Our proposed framework has an excellent performance in Trojan detection at the RTL of the circuit. However, there are still some limitations, such as a lack of ability to detect an always-on Trojan and determine the function of the Trojan. Our security property generation method framework is based on the trigger behavior of Trojans; if there is no trigger behavior, the security property will lose the verification target. In addition, our proposed method can only detect if there is a Trojan but cannot find out the malicious behavior of the Trojan. The developers need to check the RTL design according to the counterexample and then ensure the malicious behavior of the Trojan.
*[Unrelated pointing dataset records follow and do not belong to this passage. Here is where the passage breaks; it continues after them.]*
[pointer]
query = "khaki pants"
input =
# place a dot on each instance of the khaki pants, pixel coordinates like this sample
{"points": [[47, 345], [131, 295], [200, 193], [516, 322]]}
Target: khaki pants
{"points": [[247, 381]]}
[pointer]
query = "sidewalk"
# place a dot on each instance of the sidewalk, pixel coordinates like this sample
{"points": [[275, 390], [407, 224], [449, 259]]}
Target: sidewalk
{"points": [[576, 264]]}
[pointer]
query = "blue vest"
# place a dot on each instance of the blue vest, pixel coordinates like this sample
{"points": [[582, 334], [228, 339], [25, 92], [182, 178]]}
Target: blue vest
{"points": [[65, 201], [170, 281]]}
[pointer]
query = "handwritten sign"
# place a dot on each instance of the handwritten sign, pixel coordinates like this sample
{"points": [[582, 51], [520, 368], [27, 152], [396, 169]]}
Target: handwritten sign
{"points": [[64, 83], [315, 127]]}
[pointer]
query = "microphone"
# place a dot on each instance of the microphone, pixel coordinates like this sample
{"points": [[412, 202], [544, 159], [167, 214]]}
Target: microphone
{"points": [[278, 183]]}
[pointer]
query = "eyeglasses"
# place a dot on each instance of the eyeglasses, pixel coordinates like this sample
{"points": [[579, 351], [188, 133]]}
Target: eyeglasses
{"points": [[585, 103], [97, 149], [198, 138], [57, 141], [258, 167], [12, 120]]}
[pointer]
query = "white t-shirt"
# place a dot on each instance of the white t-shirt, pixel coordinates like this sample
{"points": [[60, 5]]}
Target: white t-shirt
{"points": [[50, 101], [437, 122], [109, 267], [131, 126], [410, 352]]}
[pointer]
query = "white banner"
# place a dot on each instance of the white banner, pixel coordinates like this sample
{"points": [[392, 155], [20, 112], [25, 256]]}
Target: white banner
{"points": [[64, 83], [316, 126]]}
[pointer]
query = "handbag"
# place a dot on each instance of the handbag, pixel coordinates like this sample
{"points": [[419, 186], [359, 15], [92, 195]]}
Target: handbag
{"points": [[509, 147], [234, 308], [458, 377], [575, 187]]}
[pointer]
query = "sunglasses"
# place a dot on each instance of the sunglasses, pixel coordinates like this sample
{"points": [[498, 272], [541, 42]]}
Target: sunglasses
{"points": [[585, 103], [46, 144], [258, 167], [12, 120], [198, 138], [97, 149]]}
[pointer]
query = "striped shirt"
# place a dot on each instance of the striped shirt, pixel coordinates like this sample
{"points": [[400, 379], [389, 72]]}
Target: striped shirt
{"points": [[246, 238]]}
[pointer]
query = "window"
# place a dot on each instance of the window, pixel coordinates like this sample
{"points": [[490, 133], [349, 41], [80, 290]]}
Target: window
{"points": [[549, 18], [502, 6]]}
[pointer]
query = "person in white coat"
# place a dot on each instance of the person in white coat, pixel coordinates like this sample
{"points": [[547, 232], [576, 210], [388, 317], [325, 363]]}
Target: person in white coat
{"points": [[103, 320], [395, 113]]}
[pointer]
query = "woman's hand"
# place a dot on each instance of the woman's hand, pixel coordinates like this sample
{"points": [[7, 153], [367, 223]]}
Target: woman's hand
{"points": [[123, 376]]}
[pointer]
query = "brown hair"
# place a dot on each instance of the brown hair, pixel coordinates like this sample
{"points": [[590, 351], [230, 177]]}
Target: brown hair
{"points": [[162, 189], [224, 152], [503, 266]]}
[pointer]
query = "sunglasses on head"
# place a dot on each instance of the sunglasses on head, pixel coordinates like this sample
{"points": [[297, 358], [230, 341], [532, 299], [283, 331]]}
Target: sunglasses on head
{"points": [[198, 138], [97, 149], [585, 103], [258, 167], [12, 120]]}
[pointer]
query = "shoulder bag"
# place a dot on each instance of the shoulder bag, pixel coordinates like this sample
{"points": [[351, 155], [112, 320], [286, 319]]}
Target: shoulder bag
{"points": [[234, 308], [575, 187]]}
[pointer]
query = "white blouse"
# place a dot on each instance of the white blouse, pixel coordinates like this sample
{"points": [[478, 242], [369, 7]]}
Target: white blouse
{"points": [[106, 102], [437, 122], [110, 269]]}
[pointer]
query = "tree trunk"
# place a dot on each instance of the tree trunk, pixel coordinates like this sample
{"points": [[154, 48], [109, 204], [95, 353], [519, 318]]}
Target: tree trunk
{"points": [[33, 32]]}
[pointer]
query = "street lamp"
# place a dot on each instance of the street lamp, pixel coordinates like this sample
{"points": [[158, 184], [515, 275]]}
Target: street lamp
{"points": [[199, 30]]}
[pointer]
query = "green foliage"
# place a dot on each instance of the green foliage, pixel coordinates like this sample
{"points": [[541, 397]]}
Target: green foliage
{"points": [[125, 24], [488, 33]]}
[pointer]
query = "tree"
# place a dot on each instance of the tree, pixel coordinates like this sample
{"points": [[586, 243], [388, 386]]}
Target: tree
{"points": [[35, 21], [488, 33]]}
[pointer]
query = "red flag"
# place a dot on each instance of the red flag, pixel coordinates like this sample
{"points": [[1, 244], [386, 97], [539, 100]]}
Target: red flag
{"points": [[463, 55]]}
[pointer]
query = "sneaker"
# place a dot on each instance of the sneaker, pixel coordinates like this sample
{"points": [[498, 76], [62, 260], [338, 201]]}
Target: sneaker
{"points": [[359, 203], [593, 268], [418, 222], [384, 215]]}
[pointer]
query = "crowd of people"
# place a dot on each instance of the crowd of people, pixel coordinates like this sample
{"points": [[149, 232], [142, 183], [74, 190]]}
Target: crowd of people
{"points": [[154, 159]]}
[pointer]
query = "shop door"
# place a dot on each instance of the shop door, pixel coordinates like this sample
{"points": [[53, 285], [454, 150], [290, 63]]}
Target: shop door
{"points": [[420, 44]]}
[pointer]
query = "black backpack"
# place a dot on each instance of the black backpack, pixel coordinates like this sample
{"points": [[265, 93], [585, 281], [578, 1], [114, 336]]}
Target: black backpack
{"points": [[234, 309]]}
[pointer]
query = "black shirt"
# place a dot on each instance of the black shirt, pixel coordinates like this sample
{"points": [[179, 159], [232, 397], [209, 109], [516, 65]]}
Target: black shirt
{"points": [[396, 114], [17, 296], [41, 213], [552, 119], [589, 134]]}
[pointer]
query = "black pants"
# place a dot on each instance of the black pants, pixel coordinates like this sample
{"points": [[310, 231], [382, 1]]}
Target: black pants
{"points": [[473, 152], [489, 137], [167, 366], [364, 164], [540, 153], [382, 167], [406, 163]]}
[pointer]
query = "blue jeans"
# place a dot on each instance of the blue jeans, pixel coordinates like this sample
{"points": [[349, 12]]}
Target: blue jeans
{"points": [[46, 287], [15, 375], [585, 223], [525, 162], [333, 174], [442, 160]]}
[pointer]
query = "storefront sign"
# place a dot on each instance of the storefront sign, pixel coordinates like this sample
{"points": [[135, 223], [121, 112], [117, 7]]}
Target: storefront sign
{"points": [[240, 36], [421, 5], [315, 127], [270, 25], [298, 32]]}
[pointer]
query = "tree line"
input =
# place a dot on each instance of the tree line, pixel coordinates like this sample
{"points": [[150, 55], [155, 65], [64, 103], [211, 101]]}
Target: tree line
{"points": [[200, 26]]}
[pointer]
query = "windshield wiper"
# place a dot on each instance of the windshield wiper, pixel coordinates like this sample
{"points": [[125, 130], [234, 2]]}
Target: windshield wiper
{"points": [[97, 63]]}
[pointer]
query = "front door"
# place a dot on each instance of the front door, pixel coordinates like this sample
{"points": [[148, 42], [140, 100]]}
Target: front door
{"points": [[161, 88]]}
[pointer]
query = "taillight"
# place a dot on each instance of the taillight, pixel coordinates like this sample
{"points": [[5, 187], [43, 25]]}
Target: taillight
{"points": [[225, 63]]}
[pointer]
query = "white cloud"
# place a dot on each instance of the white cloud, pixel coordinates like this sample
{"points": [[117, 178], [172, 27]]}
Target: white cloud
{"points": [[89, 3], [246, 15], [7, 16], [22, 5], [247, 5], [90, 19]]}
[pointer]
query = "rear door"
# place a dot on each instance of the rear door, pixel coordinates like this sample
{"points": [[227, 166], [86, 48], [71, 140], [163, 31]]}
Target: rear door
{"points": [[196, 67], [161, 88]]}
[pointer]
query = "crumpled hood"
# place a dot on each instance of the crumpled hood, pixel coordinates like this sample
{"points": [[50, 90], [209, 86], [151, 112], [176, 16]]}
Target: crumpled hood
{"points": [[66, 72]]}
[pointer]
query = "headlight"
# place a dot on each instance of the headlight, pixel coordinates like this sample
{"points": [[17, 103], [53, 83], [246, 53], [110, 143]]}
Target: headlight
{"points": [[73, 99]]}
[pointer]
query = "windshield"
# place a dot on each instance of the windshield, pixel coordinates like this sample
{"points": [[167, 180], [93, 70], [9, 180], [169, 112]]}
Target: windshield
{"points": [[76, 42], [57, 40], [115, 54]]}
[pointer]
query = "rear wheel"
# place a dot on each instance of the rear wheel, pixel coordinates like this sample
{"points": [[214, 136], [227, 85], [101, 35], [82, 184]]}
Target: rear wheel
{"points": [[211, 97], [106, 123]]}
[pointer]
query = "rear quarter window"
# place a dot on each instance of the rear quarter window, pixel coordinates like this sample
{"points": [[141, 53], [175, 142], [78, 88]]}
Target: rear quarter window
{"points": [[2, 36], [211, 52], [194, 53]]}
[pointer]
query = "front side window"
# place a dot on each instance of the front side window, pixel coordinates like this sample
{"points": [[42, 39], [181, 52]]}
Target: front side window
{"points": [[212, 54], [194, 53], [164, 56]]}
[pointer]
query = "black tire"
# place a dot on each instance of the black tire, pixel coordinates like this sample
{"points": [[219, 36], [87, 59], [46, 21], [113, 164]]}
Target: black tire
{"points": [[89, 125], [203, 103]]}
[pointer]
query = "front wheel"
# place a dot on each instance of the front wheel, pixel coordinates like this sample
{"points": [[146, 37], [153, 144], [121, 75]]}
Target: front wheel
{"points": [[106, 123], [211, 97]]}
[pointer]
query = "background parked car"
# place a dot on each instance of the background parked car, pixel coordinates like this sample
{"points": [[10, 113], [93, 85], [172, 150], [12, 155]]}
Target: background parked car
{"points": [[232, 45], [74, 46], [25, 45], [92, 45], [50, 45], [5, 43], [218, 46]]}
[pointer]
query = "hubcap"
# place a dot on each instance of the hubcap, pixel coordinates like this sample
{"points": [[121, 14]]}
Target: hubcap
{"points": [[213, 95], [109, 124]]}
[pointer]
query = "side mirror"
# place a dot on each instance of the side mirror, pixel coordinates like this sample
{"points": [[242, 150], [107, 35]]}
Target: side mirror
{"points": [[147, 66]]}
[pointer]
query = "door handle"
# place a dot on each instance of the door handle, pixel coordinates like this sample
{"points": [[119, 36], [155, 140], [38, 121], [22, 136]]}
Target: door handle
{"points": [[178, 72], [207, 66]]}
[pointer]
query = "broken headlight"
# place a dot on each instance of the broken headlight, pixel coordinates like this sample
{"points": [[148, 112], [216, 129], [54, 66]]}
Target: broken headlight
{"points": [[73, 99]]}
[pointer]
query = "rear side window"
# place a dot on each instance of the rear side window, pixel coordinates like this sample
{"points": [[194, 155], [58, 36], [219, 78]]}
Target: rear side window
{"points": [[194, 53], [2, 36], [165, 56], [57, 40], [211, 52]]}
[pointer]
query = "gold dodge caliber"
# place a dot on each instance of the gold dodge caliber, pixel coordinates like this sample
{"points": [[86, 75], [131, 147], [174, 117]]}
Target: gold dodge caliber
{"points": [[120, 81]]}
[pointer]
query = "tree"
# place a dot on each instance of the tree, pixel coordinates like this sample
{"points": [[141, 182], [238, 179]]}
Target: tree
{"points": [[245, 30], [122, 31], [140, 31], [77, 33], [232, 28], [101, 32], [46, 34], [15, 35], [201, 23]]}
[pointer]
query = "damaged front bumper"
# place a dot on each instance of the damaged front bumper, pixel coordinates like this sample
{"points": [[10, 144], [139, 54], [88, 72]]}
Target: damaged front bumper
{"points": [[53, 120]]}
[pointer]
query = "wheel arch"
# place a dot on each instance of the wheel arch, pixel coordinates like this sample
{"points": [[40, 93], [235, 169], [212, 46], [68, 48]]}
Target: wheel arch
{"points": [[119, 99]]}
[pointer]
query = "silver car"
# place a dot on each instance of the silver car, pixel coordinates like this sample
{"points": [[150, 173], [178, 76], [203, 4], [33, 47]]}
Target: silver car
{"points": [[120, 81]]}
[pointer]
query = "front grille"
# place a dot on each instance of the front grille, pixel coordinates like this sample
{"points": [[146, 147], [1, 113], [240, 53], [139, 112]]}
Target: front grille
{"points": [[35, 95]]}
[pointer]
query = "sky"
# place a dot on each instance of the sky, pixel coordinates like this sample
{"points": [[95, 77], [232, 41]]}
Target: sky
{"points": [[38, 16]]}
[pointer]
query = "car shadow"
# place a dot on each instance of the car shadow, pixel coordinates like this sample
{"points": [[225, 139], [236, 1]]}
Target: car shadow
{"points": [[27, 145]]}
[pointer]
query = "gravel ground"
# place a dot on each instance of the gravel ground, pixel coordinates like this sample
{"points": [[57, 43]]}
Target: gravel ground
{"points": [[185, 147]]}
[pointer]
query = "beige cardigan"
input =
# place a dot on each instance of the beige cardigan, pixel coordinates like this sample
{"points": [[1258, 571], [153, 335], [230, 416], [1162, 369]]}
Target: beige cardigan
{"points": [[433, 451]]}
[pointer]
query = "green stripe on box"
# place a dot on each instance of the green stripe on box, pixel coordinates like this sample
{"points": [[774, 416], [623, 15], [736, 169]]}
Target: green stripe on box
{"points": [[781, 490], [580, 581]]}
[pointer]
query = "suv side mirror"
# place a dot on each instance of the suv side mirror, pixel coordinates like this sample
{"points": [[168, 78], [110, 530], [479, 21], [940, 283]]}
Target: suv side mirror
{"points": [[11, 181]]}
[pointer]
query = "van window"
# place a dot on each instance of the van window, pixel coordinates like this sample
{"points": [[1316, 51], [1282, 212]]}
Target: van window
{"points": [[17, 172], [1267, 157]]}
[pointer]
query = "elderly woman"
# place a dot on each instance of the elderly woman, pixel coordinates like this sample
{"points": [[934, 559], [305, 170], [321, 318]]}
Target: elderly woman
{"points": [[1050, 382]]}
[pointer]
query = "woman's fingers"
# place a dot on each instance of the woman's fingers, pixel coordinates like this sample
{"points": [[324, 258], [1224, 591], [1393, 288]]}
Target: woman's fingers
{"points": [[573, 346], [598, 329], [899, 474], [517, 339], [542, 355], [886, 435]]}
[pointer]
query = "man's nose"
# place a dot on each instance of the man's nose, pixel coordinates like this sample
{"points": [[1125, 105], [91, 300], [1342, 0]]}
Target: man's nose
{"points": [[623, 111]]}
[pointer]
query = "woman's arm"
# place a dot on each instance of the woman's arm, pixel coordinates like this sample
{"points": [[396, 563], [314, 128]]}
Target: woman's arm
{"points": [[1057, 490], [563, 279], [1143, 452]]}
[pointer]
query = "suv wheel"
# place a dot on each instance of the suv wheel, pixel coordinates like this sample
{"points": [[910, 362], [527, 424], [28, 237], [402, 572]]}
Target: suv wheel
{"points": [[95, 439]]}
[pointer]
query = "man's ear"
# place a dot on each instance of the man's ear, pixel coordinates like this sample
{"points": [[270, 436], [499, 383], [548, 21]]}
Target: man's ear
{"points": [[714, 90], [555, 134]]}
In the future, we will take always-on hardware Trojans into account. We will focus on the function behavior of Trojan payload to propose a more targeted general property which can determine the function of a Trojan automatically.

6. Conclusions

In this paper, a property checking-based Trojan detection framework is proposed. The RTL design is firstly translated to an FSM model through a parser. Then, the general property that can support to verify a type of hardware Trojan is concluded. Finally, the model checker UPPAAL verifies the FSM model with security property. There are three advantages of our proposed framework. Firstly, the whole process of hardware Trojan detection and verification is automated. Compared with other works, our paper realizes the automatic generation of security property, which fills a key link in the automation process of formal verification. Secondly, the model we build according to circuit RTL behavior is more refined and more suitable for security verification. So, the work in our paper can deal with the state explosion problem better. Thirdly, our property generation method breaks through the restriction of “one case, one discussion”. The property can support the detection of a kind of hardware Trojan which reduces the human participation. In the future, more targeted verification properties will be proposed, and always-on Trojans will be taken into account. Therefore, the depth and scope of verification will be extended. In addition, the theory of deep learning and neural network will be used in the model-building process. In addition, the framework will become more standardized and automatic in our future work.